Wo kauft die Generation Z in Mailand ein? Weit weg von Montenapo bevorzugen junge Leute den Corso Garibaldi

Es gibt viele Gründe, warum Supreme — und damit die gesamte Welt der Streetwear — eine Vorreiterrolle gespielt hat. Die Geschichte der Marke ist lang und vielschichtig, aber eine der zukunftsorientiertesten Entscheidungen, die VF Corp in den letzten Jahren getroffen hat, war die Eröffnung des ersten (und einzigen) italienischen Flagshipstores im Mailänder Corso Garibaldi im Jahr 2021. Eine Entscheidung, die zu dieser Zeit nicht so sehr für die Stadt überraschte, sondern eher für die Adresse, weit entfernt von den üblichen Luxus-Einkaufswegen.
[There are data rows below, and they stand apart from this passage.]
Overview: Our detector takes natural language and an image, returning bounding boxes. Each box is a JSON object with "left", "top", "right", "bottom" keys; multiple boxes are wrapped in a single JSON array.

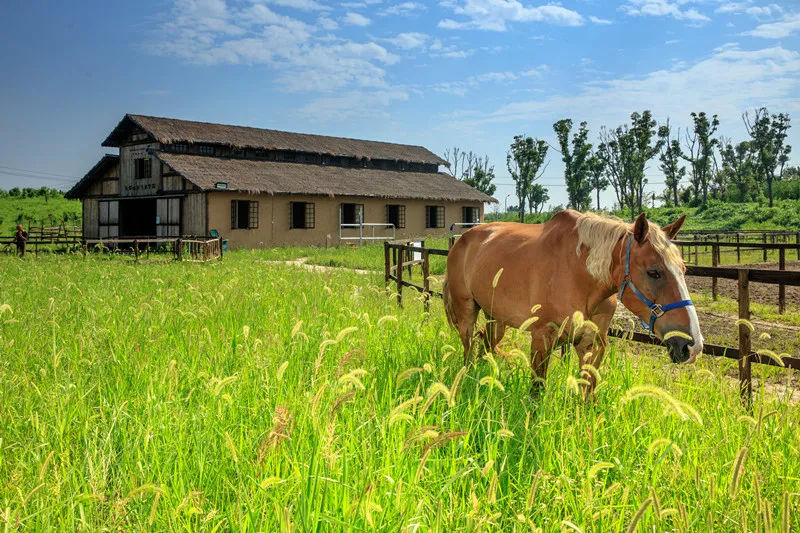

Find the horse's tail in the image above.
[{"left": 442, "top": 274, "right": 457, "bottom": 330}]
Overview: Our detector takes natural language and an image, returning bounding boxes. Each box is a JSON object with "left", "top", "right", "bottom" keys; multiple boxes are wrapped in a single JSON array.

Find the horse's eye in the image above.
[{"left": 647, "top": 270, "right": 661, "bottom": 280}]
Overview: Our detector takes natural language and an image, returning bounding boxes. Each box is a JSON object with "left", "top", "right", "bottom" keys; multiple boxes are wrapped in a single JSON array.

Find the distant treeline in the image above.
[{"left": 0, "top": 187, "right": 67, "bottom": 200}]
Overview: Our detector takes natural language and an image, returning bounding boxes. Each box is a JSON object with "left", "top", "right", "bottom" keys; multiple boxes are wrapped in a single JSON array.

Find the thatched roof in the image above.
[
  {"left": 65, "top": 154, "right": 119, "bottom": 199},
  {"left": 155, "top": 152, "right": 496, "bottom": 203},
  {"left": 103, "top": 114, "right": 448, "bottom": 166}
]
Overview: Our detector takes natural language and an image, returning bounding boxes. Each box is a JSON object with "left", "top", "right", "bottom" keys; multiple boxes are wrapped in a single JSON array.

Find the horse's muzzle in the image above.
[{"left": 665, "top": 336, "right": 695, "bottom": 364}]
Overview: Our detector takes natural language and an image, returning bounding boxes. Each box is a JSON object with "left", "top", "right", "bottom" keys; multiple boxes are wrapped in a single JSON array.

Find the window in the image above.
[
  {"left": 462, "top": 206, "right": 480, "bottom": 225},
  {"left": 198, "top": 145, "right": 214, "bottom": 156},
  {"left": 172, "top": 144, "right": 188, "bottom": 153},
  {"left": 386, "top": 204, "right": 406, "bottom": 229},
  {"left": 98, "top": 200, "right": 119, "bottom": 239},
  {"left": 283, "top": 152, "right": 296, "bottom": 162},
  {"left": 290, "top": 202, "right": 315, "bottom": 229},
  {"left": 231, "top": 200, "right": 259, "bottom": 230},
  {"left": 134, "top": 158, "right": 151, "bottom": 180},
  {"left": 340, "top": 203, "right": 363, "bottom": 225},
  {"left": 425, "top": 205, "right": 444, "bottom": 229}
]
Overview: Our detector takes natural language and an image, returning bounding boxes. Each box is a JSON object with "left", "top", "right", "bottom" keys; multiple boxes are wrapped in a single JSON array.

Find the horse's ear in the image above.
[
  {"left": 633, "top": 212, "right": 649, "bottom": 244},
  {"left": 662, "top": 214, "right": 686, "bottom": 240}
]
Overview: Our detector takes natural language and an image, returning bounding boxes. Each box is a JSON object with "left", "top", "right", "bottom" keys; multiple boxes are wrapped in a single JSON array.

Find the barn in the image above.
[{"left": 65, "top": 114, "right": 495, "bottom": 249}]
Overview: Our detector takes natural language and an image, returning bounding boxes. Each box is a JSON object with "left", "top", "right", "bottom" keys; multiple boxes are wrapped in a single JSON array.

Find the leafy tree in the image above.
[
  {"left": 598, "top": 111, "right": 663, "bottom": 220},
  {"left": 9, "top": 187, "right": 21, "bottom": 197},
  {"left": 462, "top": 157, "right": 497, "bottom": 197},
  {"left": 682, "top": 112, "right": 720, "bottom": 206},
  {"left": 657, "top": 121, "right": 686, "bottom": 207},
  {"left": 587, "top": 154, "right": 608, "bottom": 210},
  {"left": 507, "top": 135, "right": 549, "bottom": 222},
  {"left": 743, "top": 108, "right": 792, "bottom": 207},
  {"left": 553, "top": 119, "right": 593, "bottom": 211},
  {"left": 527, "top": 184, "right": 550, "bottom": 214}
]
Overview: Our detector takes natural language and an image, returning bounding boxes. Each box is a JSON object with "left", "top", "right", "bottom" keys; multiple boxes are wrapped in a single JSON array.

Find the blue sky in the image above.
[{"left": 0, "top": 0, "right": 798, "bottom": 210}]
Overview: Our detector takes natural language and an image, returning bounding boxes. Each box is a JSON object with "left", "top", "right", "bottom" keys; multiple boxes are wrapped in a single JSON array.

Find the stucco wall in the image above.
[{"left": 206, "top": 192, "right": 484, "bottom": 249}]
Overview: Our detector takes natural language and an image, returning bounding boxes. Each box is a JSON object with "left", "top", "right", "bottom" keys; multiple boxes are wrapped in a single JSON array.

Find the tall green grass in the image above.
[{"left": 0, "top": 254, "right": 798, "bottom": 530}]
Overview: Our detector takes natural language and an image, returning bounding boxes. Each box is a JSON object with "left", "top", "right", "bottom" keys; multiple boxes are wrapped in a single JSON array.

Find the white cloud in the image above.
[
  {"left": 716, "top": 1, "right": 783, "bottom": 19},
  {"left": 261, "top": 0, "right": 330, "bottom": 10},
  {"left": 433, "top": 66, "right": 547, "bottom": 95},
  {"left": 451, "top": 44, "right": 800, "bottom": 127},
  {"left": 589, "top": 15, "right": 613, "bottom": 24},
  {"left": 384, "top": 32, "right": 428, "bottom": 49},
  {"left": 317, "top": 16, "right": 338, "bottom": 30},
  {"left": 742, "top": 12, "right": 800, "bottom": 38},
  {"left": 438, "top": 0, "right": 585, "bottom": 31},
  {"left": 298, "top": 90, "right": 409, "bottom": 120},
  {"left": 715, "top": 1, "right": 751, "bottom": 14},
  {"left": 343, "top": 11, "right": 371, "bottom": 26},
  {"left": 380, "top": 2, "right": 426, "bottom": 16},
  {"left": 621, "top": 0, "right": 710, "bottom": 23},
  {"left": 665, "top": 39, "right": 680, "bottom": 44}
]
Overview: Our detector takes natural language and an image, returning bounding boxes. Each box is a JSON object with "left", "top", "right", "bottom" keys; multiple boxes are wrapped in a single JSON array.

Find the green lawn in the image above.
[
  {"left": 1, "top": 253, "right": 798, "bottom": 530},
  {"left": 0, "top": 196, "right": 81, "bottom": 235}
]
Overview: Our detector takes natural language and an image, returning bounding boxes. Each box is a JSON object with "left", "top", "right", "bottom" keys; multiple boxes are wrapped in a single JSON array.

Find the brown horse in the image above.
[{"left": 443, "top": 209, "right": 703, "bottom": 397}]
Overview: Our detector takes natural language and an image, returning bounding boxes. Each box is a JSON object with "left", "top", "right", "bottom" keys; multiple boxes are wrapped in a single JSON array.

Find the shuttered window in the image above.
[
  {"left": 157, "top": 198, "right": 181, "bottom": 237},
  {"left": 134, "top": 158, "right": 151, "bottom": 180},
  {"left": 98, "top": 200, "right": 119, "bottom": 239},
  {"left": 425, "top": 205, "right": 444, "bottom": 229},
  {"left": 386, "top": 205, "right": 406, "bottom": 229},
  {"left": 462, "top": 206, "right": 479, "bottom": 224},
  {"left": 231, "top": 200, "right": 258, "bottom": 229},
  {"left": 340, "top": 203, "right": 363, "bottom": 225},
  {"left": 290, "top": 202, "right": 315, "bottom": 229}
]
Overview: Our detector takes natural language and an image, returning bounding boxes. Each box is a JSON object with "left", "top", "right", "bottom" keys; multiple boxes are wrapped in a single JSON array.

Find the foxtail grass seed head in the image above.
[
  {"left": 728, "top": 446, "right": 748, "bottom": 499},
  {"left": 756, "top": 349, "right": 784, "bottom": 367},
  {"left": 492, "top": 268, "right": 504, "bottom": 288},
  {"left": 663, "top": 330, "right": 692, "bottom": 342},
  {"left": 587, "top": 462, "right": 614, "bottom": 480},
  {"left": 290, "top": 320, "right": 303, "bottom": 337},
  {"left": 735, "top": 318, "right": 755, "bottom": 333},
  {"left": 626, "top": 497, "right": 652, "bottom": 533}
]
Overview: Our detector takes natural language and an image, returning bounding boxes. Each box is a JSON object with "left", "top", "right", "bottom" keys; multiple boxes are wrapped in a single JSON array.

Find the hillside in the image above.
[
  {"left": 486, "top": 200, "right": 800, "bottom": 231},
  {"left": 0, "top": 195, "right": 81, "bottom": 235}
]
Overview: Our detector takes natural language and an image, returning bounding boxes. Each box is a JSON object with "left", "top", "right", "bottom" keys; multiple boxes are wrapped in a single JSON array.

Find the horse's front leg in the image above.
[
  {"left": 574, "top": 311, "right": 614, "bottom": 401},
  {"left": 530, "top": 327, "right": 558, "bottom": 399}
]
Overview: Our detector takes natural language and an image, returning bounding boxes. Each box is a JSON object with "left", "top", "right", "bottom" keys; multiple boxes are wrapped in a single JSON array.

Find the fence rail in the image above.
[
  {"left": 384, "top": 240, "right": 800, "bottom": 408},
  {"left": 82, "top": 237, "right": 224, "bottom": 263}
]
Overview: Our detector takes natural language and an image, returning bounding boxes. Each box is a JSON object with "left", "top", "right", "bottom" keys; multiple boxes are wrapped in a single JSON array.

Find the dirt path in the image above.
[
  {"left": 262, "top": 257, "right": 373, "bottom": 275},
  {"left": 686, "top": 260, "right": 800, "bottom": 307}
]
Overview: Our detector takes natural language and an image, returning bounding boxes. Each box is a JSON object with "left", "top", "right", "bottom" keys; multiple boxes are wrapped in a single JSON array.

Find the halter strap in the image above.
[{"left": 617, "top": 234, "right": 693, "bottom": 331}]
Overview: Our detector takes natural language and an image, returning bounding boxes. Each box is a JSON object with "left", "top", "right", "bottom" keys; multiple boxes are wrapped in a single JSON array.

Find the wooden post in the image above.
[
  {"left": 384, "top": 242, "right": 390, "bottom": 288},
  {"left": 134, "top": 240, "right": 139, "bottom": 263},
  {"left": 711, "top": 244, "right": 719, "bottom": 301},
  {"left": 778, "top": 247, "right": 786, "bottom": 314},
  {"left": 796, "top": 232, "right": 800, "bottom": 260},
  {"left": 396, "top": 246, "right": 404, "bottom": 307},
  {"left": 176, "top": 238, "right": 182, "bottom": 261},
  {"left": 736, "top": 233, "right": 740, "bottom": 263},
  {"left": 422, "top": 248, "right": 431, "bottom": 313},
  {"left": 147, "top": 242, "right": 150, "bottom": 260},
  {"left": 694, "top": 235, "right": 699, "bottom": 265},
  {"left": 448, "top": 235, "right": 455, "bottom": 250},
  {"left": 738, "top": 269, "right": 752, "bottom": 409},
  {"left": 763, "top": 234, "right": 767, "bottom": 262}
]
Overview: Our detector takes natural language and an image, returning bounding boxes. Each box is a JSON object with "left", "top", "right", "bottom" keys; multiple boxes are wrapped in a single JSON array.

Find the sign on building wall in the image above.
[{"left": 120, "top": 143, "right": 160, "bottom": 197}]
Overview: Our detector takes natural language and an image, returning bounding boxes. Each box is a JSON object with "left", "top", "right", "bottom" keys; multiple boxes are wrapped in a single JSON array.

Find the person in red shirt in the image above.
[{"left": 13, "top": 224, "right": 28, "bottom": 257}]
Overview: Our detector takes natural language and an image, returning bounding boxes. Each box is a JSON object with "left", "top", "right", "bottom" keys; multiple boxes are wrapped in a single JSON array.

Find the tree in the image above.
[
  {"left": 598, "top": 111, "right": 663, "bottom": 220},
  {"left": 682, "top": 112, "right": 719, "bottom": 206},
  {"left": 462, "top": 157, "right": 497, "bottom": 197},
  {"left": 657, "top": 121, "right": 686, "bottom": 207},
  {"left": 507, "top": 135, "right": 549, "bottom": 222},
  {"left": 743, "top": 108, "right": 792, "bottom": 207},
  {"left": 553, "top": 119, "right": 593, "bottom": 211},
  {"left": 527, "top": 184, "right": 549, "bottom": 214},
  {"left": 587, "top": 154, "right": 608, "bottom": 210}
]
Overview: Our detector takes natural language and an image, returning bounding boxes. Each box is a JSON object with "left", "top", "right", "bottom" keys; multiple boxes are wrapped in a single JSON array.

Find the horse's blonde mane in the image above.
[{"left": 574, "top": 212, "right": 683, "bottom": 285}]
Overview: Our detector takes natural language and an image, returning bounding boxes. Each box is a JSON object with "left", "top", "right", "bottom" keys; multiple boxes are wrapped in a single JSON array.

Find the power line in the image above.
[
  {"left": 0, "top": 171, "right": 76, "bottom": 184},
  {"left": 0, "top": 164, "right": 81, "bottom": 179}
]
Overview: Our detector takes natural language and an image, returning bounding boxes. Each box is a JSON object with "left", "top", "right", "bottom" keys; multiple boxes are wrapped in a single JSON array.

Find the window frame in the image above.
[
  {"left": 134, "top": 158, "right": 151, "bottom": 180},
  {"left": 230, "top": 200, "right": 259, "bottom": 230},
  {"left": 340, "top": 203, "right": 364, "bottom": 225},
  {"left": 425, "top": 205, "right": 445, "bottom": 229},
  {"left": 462, "top": 206, "right": 479, "bottom": 224},
  {"left": 289, "top": 201, "right": 315, "bottom": 230},
  {"left": 386, "top": 204, "right": 406, "bottom": 229}
]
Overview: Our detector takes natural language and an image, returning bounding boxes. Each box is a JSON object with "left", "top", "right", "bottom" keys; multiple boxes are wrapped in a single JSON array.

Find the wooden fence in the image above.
[
  {"left": 82, "top": 237, "right": 223, "bottom": 263},
  {"left": 384, "top": 240, "right": 800, "bottom": 407}
]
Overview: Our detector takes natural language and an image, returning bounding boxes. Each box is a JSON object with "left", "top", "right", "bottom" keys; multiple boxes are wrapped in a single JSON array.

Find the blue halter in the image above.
[{"left": 617, "top": 234, "right": 694, "bottom": 331}]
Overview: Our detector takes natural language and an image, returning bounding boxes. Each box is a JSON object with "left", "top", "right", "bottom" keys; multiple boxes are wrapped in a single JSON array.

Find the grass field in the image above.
[{"left": 1, "top": 253, "right": 799, "bottom": 531}]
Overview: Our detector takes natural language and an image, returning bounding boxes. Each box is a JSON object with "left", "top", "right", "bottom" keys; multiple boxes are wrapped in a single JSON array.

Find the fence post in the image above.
[
  {"left": 778, "top": 247, "right": 786, "bottom": 314},
  {"left": 384, "top": 242, "right": 390, "bottom": 288},
  {"left": 396, "top": 245, "right": 404, "bottom": 307},
  {"left": 176, "top": 238, "right": 182, "bottom": 261},
  {"left": 736, "top": 233, "right": 741, "bottom": 263},
  {"left": 694, "top": 235, "right": 699, "bottom": 265},
  {"left": 711, "top": 244, "right": 719, "bottom": 301},
  {"left": 738, "top": 269, "right": 752, "bottom": 409},
  {"left": 422, "top": 248, "right": 431, "bottom": 313},
  {"left": 763, "top": 234, "right": 767, "bottom": 262},
  {"left": 796, "top": 232, "right": 800, "bottom": 260},
  {"left": 134, "top": 240, "right": 139, "bottom": 263},
  {"left": 449, "top": 235, "right": 455, "bottom": 250}
]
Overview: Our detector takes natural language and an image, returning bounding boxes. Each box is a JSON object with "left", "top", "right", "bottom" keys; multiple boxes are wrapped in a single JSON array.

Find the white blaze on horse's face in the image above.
[{"left": 666, "top": 262, "right": 704, "bottom": 363}]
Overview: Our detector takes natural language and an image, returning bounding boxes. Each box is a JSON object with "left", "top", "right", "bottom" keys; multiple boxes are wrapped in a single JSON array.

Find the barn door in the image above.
[
  {"left": 98, "top": 200, "right": 119, "bottom": 239},
  {"left": 156, "top": 198, "right": 181, "bottom": 237}
]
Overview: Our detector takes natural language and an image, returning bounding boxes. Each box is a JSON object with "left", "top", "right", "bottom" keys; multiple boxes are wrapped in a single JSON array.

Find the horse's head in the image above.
[{"left": 618, "top": 212, "right": 703, "bottom": 364}]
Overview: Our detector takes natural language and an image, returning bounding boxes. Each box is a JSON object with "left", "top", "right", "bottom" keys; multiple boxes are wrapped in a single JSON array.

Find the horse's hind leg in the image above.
[
  {"left": 455, "top": 299, "right": 480, "bottom": 365},
  {"left": 530, "top": 329, "right": 558, "bottom": 399},
  {"left": 482, "top": 312, "right": 506, "bottom": 355}
]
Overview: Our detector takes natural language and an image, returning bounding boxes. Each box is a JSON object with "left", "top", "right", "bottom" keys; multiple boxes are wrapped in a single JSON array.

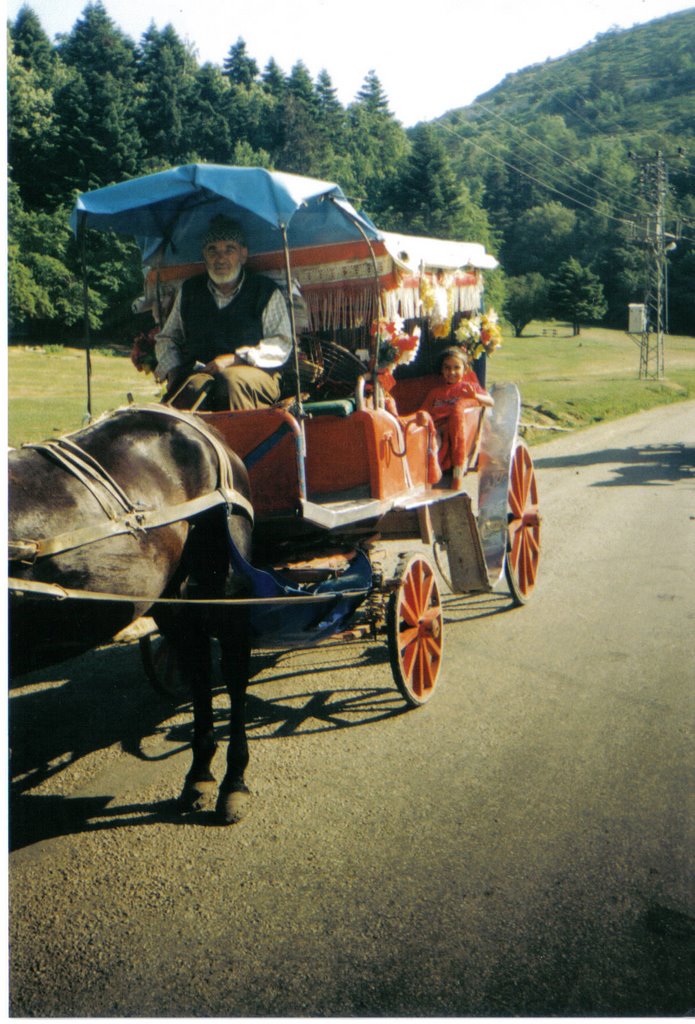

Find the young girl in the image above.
[{"left": 422, "top": 346, "right": 494, "bottom": 489}]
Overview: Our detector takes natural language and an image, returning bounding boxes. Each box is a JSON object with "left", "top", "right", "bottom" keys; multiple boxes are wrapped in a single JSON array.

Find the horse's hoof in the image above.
[
  {"left": 216, "top": 784, "right": 251, "bottom": 824},
  {"left": 178, "top": 777, "right": 217, "bottom": 813}
]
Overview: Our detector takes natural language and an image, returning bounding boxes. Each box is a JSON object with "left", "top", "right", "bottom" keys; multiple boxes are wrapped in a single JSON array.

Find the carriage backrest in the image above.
[{"left": 390, "top": 374, "right": 441, "bottom": 416}]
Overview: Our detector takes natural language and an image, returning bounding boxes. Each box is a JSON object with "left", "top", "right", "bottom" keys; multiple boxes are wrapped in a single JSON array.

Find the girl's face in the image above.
[{"left": 441, "top": 355, "right": 466, "bottom": 385}]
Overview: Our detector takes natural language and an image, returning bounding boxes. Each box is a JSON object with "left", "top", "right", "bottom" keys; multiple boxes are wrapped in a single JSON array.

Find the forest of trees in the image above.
[
  {"left": 436, "top": 8, "right": 695, "bottom": 335},
  {"left": 7, "top": 2, "right": 695, "bottom": 342}
]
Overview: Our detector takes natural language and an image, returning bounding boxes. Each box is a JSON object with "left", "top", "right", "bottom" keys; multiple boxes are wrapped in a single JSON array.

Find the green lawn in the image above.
[
  {"left": 486, "top": 323, "right": 695, "bottom": 444},
  {"left": 7, "top": 344, "right": 162, "bottom": 448},
  {"left": 7, "top": 324, "right": 695, "bottom": 448}
]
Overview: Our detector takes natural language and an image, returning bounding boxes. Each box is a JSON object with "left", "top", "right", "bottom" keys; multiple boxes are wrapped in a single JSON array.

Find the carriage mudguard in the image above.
[{"left": 476, "top": 381, "right": 522, "bottom": 585}]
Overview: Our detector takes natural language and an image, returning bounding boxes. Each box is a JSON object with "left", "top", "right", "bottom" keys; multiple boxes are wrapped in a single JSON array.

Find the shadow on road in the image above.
[
  {"left": 8, "top": 635, "right": 407, "bottom": 852},
  {"left": 534, "top": 442, "right": 694, "bottom": 487},
  {"left": 9, "top": 792, "right": 194, "bottom": 851},
  {"left": 442, "top": 591, "right": 513, "bottom": 624}
]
Wenn man über das Einkaufen in Mailand spricht, wendet sich die kollektive Vorstellungskraft sofort dem Quadrilatero della Moda zu: Via Montenapoleone, Via della Spiga, Via Sant'Andrea. Doch dieses Viertel, das als Symbol formaler Eleganz gilt und manchmal als klassisch wahrgenommen wird, reicht nicht mehr aus, um die Wünsche neuer Generationen zu erfüllen. Nicht nur aus wirtschaftlichen Gründen, sondern vor allem aufgrund einer wachsenden kulturellen Distanz, die sich zunehmend in der Vorliebe junger Menschen für „Nachbarschaftsläden“ zeigt, die im Laufe der Zeit oft zu Treffpunkt- und Gemeinschaftszentren werden. Laut einem aktuellen Bericht von Pambianco News zeigt die Generation Z ein steigendes Interesse am Corso Garibaldi und bevorzugt ihn gegenüber traditionelleren Einkaufsvierteln wie der Via Torino oder dem Corso Vittorio Emanuele. Die Einzelhandelsatmosphäre im Brera-Viertel erinnert in gewisser Weise an den raueren Streetstyle des Corso di Porta Ticinese, hat aber eine weniger robuste Ästhetik, die eher auf Arbeitskleidung und Gorpcore ausgerichtet ist. In etwas mehr als einem Kilometer gibt es inzwischen mehr als fünfzehn Neueröffnungen in den Bereichen Mode und Brillen: Neben Supreme haben sich in den letzten zwei Jahren Marken wie Carhartt WIP, Vintage55, Stüssy, Rh, Rains, Salomon und Filson angeschlossen.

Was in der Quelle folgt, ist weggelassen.